53 proc. Polaków popiera przyjmowanie ukraińskich uchodźców przez nasz kraj. To najniższy wynik od marca 2022 r. kiedy wyniósł on 94 proc. - wynika z najnowszego badania CBOS.
We wrześniowym badaniu CBOS zapytał Polaków o ich stosunek do przyjmowania uchodźców z Ukrainy oraz o odsyłanie ukraińskich mężczyzn w wieku poborowym do ich ojczyzny.
"53 proc. Polaków popiera przyjmowanie ukraińskich uchodźców przez nasz kraj, co stanowi najniższy wynik od rosyjskiej inwazji z lutego 2022 r. Po wybuchu wojny w marcu 2022 r. odsetek deklarujących takie zdanie wyniósł 94 proc. i przez kolejny rok utrzymywał się w okolicach 80 proc." - podał CBOS.
Już 40 proc. Polaków przeciw uchodźcom z Ukrainy
Zwrócił uwagę, że znaczący spadek poparcia odnotowano począwszy od wiosny 2023 r. co było związane z doniesieniami o tzw. kryzysie zbożowym. W marcu 2022 r. przeciwników przyjmowania uchodźców z Ukrainy było 3 proc., a obecnie tego zdania jest 40 proc. respondentów.
Poparcie dla przyjmowania ukraińskich uchodźców zadeklarowało 47 proc. kobiet wobec 60 proc. mężczyzn. Według CBOS, przyjmowanie uchodźców rzadziej popierają prawicowcy 53 proc. wobec 68 proc. osób deklarujących poglądy lewicowe. Najbardziej przychylni przyjmowaniu Ukraińców są wyborcy koalicji rządzącej: Koalicji Obywatelskiej (71 proc. za przyjmowaniem 25 proc. było odmiennego zdania), Lewicy 81 proc. za a 18 proc. przeciwnych) i Trzeciej Drogi (72 proc. za a 27 proc. przeciw). Natomiast bardziej podzieleni w tej kwestii są zwolennicy partii opozycyjnych czyli Prawa i Sprawiedliwości (49 proc. wobec 42 proc. przeciw) oraz Konfederacji Wolność i Niepodległość (52 proc. za wobec 45 proc. przeciw).

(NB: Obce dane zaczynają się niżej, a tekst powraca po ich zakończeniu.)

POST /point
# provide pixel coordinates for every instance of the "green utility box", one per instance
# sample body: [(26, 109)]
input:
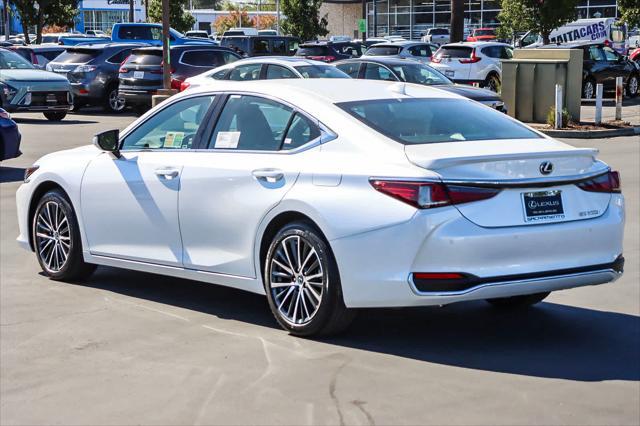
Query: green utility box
[(529, 82)]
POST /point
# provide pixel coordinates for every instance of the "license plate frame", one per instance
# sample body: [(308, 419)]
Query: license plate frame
[(543, 206)]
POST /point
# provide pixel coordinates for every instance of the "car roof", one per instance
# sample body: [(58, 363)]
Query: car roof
[(277, 60), (308, 92)]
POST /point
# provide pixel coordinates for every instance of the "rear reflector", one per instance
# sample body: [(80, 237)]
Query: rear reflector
[(425, 195), (609, 182)]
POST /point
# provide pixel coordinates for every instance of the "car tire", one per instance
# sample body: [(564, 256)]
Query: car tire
[(589, 89), (302, 283), (492, 82), (56, 239), (633, 83), (55, 116), (114, 103), (515, 302)]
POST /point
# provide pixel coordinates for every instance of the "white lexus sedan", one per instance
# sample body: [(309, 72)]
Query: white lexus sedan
[(330, 195)]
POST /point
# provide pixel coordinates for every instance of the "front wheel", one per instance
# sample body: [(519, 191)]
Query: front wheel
[(518, 301), (56, 238), (55, 116), (302, 283)]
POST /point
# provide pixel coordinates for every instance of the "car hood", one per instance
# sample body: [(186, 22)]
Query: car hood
[(475, 93), (30, 75)]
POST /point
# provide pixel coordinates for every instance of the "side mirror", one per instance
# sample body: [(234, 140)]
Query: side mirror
[(108, 141)]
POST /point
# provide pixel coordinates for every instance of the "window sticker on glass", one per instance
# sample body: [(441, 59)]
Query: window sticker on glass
[(173, 140), (227, 140)]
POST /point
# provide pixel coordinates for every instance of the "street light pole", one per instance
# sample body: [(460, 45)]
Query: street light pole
[(166, 61)]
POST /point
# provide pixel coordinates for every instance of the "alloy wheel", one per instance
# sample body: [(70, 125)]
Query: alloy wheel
[(53, 236), (296, 280), (116, 102)]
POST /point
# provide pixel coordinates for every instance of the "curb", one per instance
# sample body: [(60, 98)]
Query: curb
[(591, 134)]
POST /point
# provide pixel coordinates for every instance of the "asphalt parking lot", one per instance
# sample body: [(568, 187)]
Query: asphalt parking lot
[(134, 348)]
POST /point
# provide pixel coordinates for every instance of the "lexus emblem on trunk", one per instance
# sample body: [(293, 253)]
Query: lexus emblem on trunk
[(546, 167)]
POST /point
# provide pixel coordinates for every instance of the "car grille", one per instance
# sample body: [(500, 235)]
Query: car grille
[(49, 98)]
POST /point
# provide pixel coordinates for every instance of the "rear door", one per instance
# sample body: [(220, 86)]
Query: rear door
[(254, 154)]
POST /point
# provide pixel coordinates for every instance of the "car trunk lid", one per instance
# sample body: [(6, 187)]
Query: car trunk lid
[(538, 179)]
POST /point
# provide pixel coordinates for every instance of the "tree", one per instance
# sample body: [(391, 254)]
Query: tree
[(539, 16), (303, 19), (630, 12), (457, 20), (179, 18), (49, 12)]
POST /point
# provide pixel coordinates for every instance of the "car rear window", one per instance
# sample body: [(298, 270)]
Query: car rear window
[(147, 58), (313, 51), (418, 121), (77, 56), (383, 50), (454, 52)]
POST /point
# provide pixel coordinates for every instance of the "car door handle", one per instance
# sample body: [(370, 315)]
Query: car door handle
[(167, 173), (268, 175)]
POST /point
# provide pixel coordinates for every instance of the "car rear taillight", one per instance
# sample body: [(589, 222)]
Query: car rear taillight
[(426, 195), (472, 59), (608, 182)]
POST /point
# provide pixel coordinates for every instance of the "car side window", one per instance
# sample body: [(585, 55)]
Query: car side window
[(251, 123), (350, 68), (378, 72), (245, 72), (300, 132), (220, 75), (278, 72), (173, 127), (596, 54), (610, 54)]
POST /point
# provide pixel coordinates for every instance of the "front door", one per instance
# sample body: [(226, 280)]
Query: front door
[(130, 204)]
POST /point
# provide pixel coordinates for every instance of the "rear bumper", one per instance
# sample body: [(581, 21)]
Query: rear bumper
[(376, 267)]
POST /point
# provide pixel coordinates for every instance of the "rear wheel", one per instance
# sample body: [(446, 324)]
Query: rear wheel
[(55, 116), (518, 301), (302, 283), (56, 238), (114, 102)]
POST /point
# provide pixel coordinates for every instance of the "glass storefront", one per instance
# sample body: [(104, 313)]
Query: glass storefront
[(414, 17)]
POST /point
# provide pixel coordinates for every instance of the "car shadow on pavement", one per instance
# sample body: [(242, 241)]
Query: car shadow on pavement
[(11, 174), (550, 340)]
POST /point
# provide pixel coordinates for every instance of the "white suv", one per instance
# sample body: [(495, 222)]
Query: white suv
[(477, 62)]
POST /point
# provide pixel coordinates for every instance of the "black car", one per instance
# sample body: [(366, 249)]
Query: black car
[(92, 71), (327, 51), (261, 45), (409, 71), (141, 74), (602, 64), (38, 55)]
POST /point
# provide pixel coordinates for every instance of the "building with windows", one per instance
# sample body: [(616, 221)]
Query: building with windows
[(413, 17)]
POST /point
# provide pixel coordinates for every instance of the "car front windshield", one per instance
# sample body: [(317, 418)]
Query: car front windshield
[(320, 71), (417, 121), (13, 61), (420, 74)]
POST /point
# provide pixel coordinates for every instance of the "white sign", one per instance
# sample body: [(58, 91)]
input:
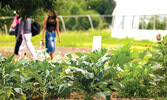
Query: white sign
[(96, 43)]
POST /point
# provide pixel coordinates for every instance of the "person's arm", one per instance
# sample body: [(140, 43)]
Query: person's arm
[(57, 29), (14, 22), (20, 29), (44, 27)]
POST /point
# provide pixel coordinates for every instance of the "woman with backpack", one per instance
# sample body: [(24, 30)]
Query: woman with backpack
[(26, 32), (15, 26), (51, 25)]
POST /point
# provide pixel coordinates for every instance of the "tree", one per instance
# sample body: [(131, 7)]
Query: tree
[(103, 7)]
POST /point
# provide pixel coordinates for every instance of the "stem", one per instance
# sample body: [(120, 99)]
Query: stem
[(3, 74)]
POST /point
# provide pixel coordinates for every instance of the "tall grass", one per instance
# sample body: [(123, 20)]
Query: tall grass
[(82, 39)]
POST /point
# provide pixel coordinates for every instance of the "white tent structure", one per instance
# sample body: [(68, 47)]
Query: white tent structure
[(129, 15)]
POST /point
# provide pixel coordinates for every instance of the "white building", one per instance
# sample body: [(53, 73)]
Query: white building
[(129, 15)]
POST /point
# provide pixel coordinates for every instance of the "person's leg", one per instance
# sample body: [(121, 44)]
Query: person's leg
[(30, 45), (51, 55), (22, 47), (17, 46)]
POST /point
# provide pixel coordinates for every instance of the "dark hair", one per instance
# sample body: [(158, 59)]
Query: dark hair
[(54, 14)]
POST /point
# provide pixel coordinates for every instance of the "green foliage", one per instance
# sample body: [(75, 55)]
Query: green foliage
[(121, 56), (25, 9), (159, 24), (90, 75), (159, 64), (99, 73)]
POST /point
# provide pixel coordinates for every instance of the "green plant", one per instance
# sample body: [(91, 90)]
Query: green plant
[(159, 65), (89, 74)]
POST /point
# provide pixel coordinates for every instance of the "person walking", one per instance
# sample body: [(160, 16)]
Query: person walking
[(51, 25), (15, 25), (25, 31)]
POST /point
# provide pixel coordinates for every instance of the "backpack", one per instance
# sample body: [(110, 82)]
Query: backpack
[(35, 28), (13, 31)]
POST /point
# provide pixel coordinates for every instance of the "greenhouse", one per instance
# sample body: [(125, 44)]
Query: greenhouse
[(139, 19)]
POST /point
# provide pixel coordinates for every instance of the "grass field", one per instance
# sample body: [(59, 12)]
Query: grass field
[(82, 39)]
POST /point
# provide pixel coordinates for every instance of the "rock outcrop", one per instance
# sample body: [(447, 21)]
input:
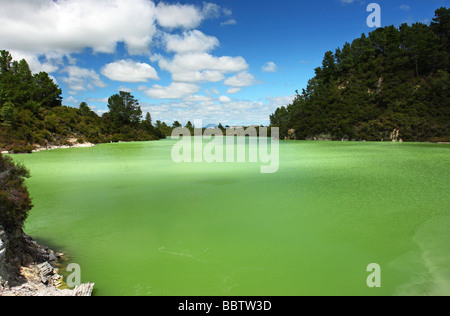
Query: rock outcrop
[(31, 270)]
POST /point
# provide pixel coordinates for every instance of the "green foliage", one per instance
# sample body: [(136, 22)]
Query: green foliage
[(15, 202), (393, 79), (31, 113)]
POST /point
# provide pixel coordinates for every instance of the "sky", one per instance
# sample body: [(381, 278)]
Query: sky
[(228, 61)]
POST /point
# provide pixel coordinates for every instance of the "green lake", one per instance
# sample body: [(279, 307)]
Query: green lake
[(138, 223)]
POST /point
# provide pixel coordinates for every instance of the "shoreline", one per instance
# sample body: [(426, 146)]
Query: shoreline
[(39, 276), (54, 147)]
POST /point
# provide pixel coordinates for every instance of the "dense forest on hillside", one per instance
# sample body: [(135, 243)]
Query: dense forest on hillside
[(32, 113), (393, 84)]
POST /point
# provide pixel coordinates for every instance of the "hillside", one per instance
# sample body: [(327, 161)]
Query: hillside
[(32, 114), (390, 85)]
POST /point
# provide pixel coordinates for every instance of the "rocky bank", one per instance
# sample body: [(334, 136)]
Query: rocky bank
[(30, 269)]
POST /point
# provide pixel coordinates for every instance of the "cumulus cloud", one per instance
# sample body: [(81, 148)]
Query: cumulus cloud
[(229, 22), (174, 16), (201, 67), (129, 71), (67, 26), (405, 7), (191, 41), (243, 79), (224, 99), (269, 67), (81, 79), (176, 90)]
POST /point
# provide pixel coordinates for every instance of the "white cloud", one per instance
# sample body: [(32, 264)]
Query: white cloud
[(68, 26), (198, 76), (192, 41), (269, 67), (229, 22), (201, 67), (405, 7), (243, 79), (224, 99), (233, 90), (51, 63), (129, 71), (176, 90), (81, 79), (174, 16)]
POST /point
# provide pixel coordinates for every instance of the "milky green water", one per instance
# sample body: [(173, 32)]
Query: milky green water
[(139, 224)]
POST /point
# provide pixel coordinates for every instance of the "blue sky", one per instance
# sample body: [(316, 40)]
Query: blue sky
[(229, 61)]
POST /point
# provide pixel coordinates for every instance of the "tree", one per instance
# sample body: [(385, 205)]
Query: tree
[(392, 79), (15, 202), (124, 109), (148, 118), (8, 113), (47, 93), (85, 110)]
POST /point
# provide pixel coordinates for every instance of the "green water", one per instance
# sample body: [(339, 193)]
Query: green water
[(139, 224)]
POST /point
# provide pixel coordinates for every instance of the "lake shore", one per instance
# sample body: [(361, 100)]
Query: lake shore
[(53, 147), (37, 274)]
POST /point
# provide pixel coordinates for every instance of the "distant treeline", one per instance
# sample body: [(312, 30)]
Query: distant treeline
[(32, 114), (194, 130), (393, 84)]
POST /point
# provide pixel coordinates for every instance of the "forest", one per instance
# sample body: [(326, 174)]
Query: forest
[(390, 85), (32, 114)]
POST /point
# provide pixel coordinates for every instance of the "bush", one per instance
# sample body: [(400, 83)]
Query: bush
[(15, 202)]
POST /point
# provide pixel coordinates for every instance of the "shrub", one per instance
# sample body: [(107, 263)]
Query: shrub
[(15, 202)]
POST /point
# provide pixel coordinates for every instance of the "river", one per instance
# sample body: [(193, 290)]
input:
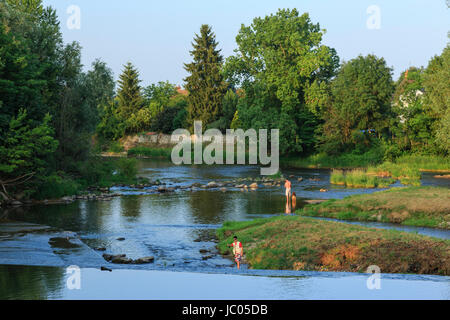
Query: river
[(174, 227)]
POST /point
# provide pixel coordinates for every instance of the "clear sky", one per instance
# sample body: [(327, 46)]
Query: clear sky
[(156, 35)]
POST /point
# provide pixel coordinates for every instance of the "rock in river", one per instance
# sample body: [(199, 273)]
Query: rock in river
[(144, 260)]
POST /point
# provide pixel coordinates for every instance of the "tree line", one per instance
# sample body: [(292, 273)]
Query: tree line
[(54, 116)]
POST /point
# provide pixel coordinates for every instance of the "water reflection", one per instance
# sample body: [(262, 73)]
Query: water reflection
[(31, 283), (171, 227)]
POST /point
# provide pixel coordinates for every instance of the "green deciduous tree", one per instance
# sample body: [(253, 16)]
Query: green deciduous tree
[(360, 106), (282, 66), (437, 98), (205, 83), (413, 122)]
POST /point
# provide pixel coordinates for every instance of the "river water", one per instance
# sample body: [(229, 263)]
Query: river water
[(174, 227)]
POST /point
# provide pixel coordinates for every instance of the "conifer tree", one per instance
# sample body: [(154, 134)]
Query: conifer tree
[(129, 95), (205, 83)]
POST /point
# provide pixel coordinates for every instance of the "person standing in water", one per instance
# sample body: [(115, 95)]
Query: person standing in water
[(294, 202), (238, 251)]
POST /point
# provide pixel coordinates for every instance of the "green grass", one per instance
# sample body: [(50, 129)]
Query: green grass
[(415, 206), (406, 168), (344, 161), (151, 152), (358, 178), (299, 243)]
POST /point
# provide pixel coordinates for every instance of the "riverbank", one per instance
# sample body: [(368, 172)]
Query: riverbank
[(412, 206), (301, 243)]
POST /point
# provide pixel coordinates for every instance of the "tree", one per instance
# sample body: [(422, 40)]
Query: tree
[(205, 83), (437, 98), (158, 95), (413, 121), (279, 60), (129, 94), (229, 105), (360, 106)]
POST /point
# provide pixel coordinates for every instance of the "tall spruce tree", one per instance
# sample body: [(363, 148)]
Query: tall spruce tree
[(205, 83), (129, 95)]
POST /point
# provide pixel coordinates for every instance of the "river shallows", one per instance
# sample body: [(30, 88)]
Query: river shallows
[(174, 228)]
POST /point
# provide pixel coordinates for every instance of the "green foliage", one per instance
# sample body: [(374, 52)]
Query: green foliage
[(229, 106), (173, 116), (25, 151), (205, 83), (111, 127), (284, 70), (129, 98), (360, 106), (437, 99), (359, 179), (150, 152)]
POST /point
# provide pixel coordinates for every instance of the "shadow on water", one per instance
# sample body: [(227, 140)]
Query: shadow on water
[(176, 228)]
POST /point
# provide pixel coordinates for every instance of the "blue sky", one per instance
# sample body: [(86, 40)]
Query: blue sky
[(156, 35)]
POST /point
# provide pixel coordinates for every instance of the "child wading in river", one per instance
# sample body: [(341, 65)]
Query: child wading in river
[(238, 251)]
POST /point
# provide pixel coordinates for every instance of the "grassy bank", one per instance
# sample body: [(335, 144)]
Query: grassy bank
[(299, 243), (414, 206), (359, 178), (370, 159), (344, 161)]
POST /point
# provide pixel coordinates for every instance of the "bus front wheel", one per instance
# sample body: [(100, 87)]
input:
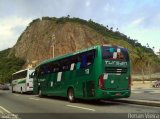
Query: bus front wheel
[(71, 96)]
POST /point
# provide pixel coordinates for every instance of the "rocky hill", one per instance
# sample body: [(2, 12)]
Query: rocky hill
[(69, 35), (36, 42)]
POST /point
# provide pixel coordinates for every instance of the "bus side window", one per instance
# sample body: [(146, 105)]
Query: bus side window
[(72, 66), (84, 61), (90, 58), (78, 65)]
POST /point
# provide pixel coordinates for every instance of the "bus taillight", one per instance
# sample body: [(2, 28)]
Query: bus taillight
[(27, 84), (101, 82), (129, 82)]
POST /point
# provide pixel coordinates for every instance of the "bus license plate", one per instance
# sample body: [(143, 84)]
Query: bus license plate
[(118, 94)]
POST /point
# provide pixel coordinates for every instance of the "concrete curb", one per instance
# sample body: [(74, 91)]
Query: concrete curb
[(139, 102)]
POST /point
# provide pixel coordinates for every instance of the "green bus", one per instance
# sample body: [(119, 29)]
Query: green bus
[(98, 72)]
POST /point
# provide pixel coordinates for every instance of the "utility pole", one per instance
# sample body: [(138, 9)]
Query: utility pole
[(53, 43)]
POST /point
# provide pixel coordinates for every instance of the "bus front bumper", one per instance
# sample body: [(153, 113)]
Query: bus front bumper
[(111, 94)]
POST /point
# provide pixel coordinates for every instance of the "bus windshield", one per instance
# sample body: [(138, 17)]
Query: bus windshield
[(114, 53)]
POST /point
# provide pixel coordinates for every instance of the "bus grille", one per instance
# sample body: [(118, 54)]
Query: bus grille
[(115, 70)]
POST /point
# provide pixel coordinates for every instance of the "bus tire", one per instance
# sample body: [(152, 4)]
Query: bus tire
[(40, 94), (71, 96)]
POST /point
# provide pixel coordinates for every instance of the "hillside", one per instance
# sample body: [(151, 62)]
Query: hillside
[(71, 34)]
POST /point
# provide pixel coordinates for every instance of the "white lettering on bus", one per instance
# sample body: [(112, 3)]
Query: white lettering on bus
[(116, 63)]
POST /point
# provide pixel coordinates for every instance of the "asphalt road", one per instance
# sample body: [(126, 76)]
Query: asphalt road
[(31, 106), (152, 94)]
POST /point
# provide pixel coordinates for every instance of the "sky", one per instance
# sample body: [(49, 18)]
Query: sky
[(138, 19)]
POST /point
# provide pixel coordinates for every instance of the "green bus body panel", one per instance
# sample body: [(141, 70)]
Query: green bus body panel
[(21, 81), (85, 84)]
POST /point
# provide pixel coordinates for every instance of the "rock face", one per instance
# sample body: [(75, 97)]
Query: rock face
[(36, 43)]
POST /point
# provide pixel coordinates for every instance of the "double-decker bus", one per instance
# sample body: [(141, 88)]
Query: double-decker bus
[(22, 81), (98, 72)]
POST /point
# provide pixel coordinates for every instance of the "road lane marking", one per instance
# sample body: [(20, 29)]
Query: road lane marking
[(81, 107), (16, 94), (5, 109), (34, 99)]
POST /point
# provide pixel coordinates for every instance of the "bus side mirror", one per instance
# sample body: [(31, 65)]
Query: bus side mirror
[(32, 75)]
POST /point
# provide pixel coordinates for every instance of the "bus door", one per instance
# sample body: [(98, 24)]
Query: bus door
[(84, 74), (116, 69)]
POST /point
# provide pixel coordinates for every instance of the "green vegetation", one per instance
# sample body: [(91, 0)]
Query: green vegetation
[(8, 65)]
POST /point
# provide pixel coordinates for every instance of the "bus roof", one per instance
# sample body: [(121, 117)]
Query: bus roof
[(67, 55), (23, 70), (74, 53)]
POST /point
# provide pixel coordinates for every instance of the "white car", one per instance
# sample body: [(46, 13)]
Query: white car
[(156, 84)]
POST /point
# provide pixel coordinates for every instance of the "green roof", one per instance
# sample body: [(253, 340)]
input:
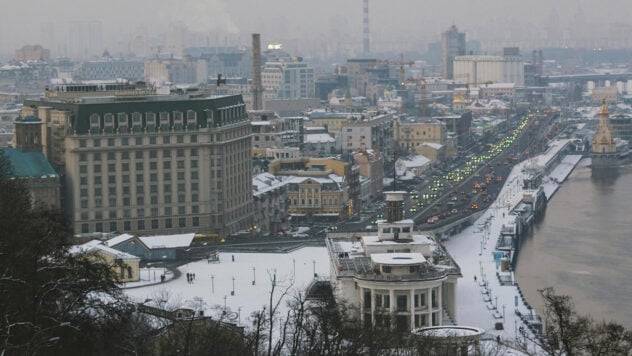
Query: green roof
[(29, 164)]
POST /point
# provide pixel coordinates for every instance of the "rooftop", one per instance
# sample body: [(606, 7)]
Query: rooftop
[(29, 164)]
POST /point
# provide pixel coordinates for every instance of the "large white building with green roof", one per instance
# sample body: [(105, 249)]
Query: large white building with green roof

CBOS zapytał także respondentów, czy polskie władze powinny odsyłać na Ukrainę mężczyzn, obywateli Ukrainy w wieku poborowym. Pomysł ten popiera aż dwie trzecie Polaków (67 proc.), a przeciwna mu jest tylko nieco ponad jedna piąta badanych (22 proc.).
Spośród elektoratów jedynie wyborcy Lewicy są w większości przeciwni temu rozwiązaniu. W pozostałych elektoratach wyraźna większość badanych je popiera, a najwyższy udział takich głosów notujemy w grupie kojarzonych z antyukraińskimi sentymentami zwolenników Konfederacji Wolność i Niepodległość.
Autorzy badania zwrócili uwagę, że we wrześniu br. 51 proc. Polaków obawiało się, że Rosja mogłaby rzeczywiście użyć broni jądrowej przeciwko Ukrainie, podczas gdy na początku wojny tego samego zdania było 77 proc. respondentów.
Prawie połowa Polaków chce, żeby Ukraina dalej walczyła
Z badania CBOS wynika, że użycia broni jądrowej przeciwko Ukrainie częściej obawiają się kobiety (63 proc. wobec 37 proc. wśród mężczyzn) i osoby starsze (66 proc. wobec 31 proc. w grupie wiekowej 25–34 lata.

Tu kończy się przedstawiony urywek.